If in some smothering dreams, you too could pace
Behind the wagon that we flung him in,
And watch the white eyes writhing in his face,
His hanging face, like a devil's sick of sin,
If you could hear, at every jolt, the blood
come gargling from the froth-corrupted lungs
Obscene as cancer
Bitten as the cud
Of vile, incurable sores on innocent tongues, -
My friend, you would not tell with such high zest
To children ardent from some desperate glory,
The old Lie: Dulce et decorum est
Pro patria mori.
This is the House That Jack Built
This is the house that Jack built.
This is the bomb that fell on the house that Jack built
This is the Hun that dropped the bomb,
that fell on the house that Jack built.
This is the gun that killed the Hun,
that dropped the bomb,
that fell on the house that Jack built.
Aftermath
Have you forgotten yet?...
For the world's events have rumbled on since those gagged days,
Like traffic checked while at the crossing of city-ways:
And the haunted gap in your mind filled with thoughts that flow
Like clouds in the lit heaven of life; and you're a man reprieved to go,
Taking your peaceful share of Time, with joy to spare.
But the past is just the same -- and War's a bloody game.
Have you forgotten yet?...
Look down, and swear by the slain of the War that you'll never forget.
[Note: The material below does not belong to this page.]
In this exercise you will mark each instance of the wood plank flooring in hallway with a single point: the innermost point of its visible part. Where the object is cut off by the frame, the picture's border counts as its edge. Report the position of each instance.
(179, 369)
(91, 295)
Do you remember the dark months you held the sector at Mametz --
The nights you watched and wired and dug and piled sandbags on parapets?
Do you remember the rats; and the stench
Of corpses rotting in front of the front-line trench --
And dawn coming, dirty-white, and chill with a hopeless rain?
Do you ever stop and ask, "Is it all going to happen again?"
Do you remember that hour of din before the attack --
And the anger, the blind compassion that seized and shook you
As you peered at the doomed and haggard faces of your men?
Do you remember the stretcher cases lurching back
With dying eyes and lolling heads - those ashen-grey
Masks of the lads who once were keen and kind and gay?
Have you forgotten yet?...
Look up, and swear by the green of the spring that you'll never forget.